Corn: 2 to 4 cents lower.

Soybeans: 7 to 9 cents lower.

Wheat: SRW 1 to 3 cents lower; HRW 5 to 7 cents lower; HRS 4 to 6 cents lower.

GENERAL COMMENTS: Corn, soybeans and wheat each pulled back from Tuesday’s gains overnight, continuing the norm of overnight weakness. Each is near pivotal resistance. Outside markets were supportive overnight, as front-month crude oil futures surged and are nearing the $80.00 mark, while the U.S. dollar index posted modest losses, current trading around 60 points lower.

Ukrainian maritime agricultural exports are expected to decline by 20% in March compared to February levels, according to a Reuters report citing information from Spike Brokers. Although specific tonnage figures were not provided, the firm stated the pace of maritime exports is slowing down compared to February. Railway transit of agricultural products out of Ukraine has also decreased, with an average daily rate of 299 wagons this month compared to 374 in February, marking the lowest figure since the beginning of the war. Additionally, exports via roads have declined to 132,000 MT from March 1-11, compared to 172,000 MT for the same period in February.

France’s ag ministry cut the country’s wheat export outlook for 2023-24. It now forecasts wheat exports outside the EU at 10.15 MMT, down 100,000 MT from last month. Exports within the bloc are forecast at 6.19 MMT, down 130,000 MT from last month. As a result, French wheat stocks at the end of the 2023-24 marketing year are now projected at 3.74 MMT, nearly 47% above 2022-23 and a 19-year high.

China should rely more on structural reforms and less on economic stimulus to drive economic growth this year, Liu Shijin, a policy adviser to the People’s Bank of China (PBOC) said. Liu said the economy can achieve its growth target of around 5% this year but that more effort is needed on both stimulus and structural reforms. “There is no issue with macroeconomic policies becoming moderately loose and more proactive, but there is a tendency to focus solely on macroeconomic policies and not even remember how to promote some structural reforms,” Liu said. “The relationship between macro policies and structural reforms may need to be straightened out.” Liu has been calling for reforms to widen migrant workers’ access to public services enjoyed by city dwellers, as well as policies that bolster private entrepreneurship.

CORN: May corn futures saw selling pressure off 40-day moving average resistance overnight, which stands as bulls initial target at $4.42 1/4. Further resistance stands at $4.47 1/2, then $4.50 1/2. Meanwhile, bulls are seeking to hold support at $4.35 1/2, the 20-day moving average, with significant backing from $4.30.

SOYBEANS: May soybean futures gave up a portion of Tuesday’s gains overnight. Prices closed right on the 40-day moving average Tuesday, which stands as formidable resistance at $11.94 3/4. That is backed by the psychological $12.00 mark, then $12.08 1/4. Support comes in at $12.84, which capped losses overnight, $11.79 1/4, then the 20-day moving average at $11.73.

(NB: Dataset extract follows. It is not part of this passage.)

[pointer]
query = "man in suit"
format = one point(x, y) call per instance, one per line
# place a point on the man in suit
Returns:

WHEAT: May SRW futures posted modest losses on light volume overnight. Resistance stands at $5.50, the 10-day moving average, then $5.55, which capped gains Tuesday and overnight. Further buying eyes the 20-day moving average at $5.61 1/4. Bulls are seeking to hold support at $5.44 3/4, $5.41 1/4, with little backing until $5.28 1/2.

LIVESTOCK CALLS

CATTLE: Choppy/higher.

HOGS: Higher.

CATTLE: Live cattle futures and feeders are expected to open with a mostly firmer tone, supported by uptrend line resistance stemming from the December low, though prices continue to struggle breaking above recent highs, which could limit gains after the open. While cash cattle trade has yet to take place this week, rising cutout values could provide futures the boost they need to push above recent highs that have capped gains for three consecutive weeks. Choice cutout rose $1.71 to $310.59 while Select firmed 72 cents to $299.60 on Tuesday. That is doubly impressive considering dressed weights continue to rise contra seasonally following the big drop off in January due to the artic weather. Firming cutout continues to improve packer margins, which remains supportive for the cash cattle outlook for this week.

HOGS: Lean hog futures are expected to open higher on continuation of Tuesday’s strength. April lean hog futures posted an impressive reversal on Tuesday, helped by a rebound in the CME lean hog index to a for-the-move high. After falling yesterday, the index rose 20 cents to $81.61 today (as of Mar. 11). After yesterday’s gains, the premium April futures hold to the index extended to $3.74. Futures are likely to closely track price action in the index over the coming weeks as traders remain concerned over the near-term pork outlook, though slaughter running below both week-ago and year-ago indicates marketings are current, which should continue to boost cash prices. Wholesale pork prices slipped from their midsession quote, falling $1.04 to $92.47, led by weakness in bellies. Movement remained firm at 302.2 loads, indicating robust retailer demand as grocers stock up for features to kick off the grilling season in a few weeks.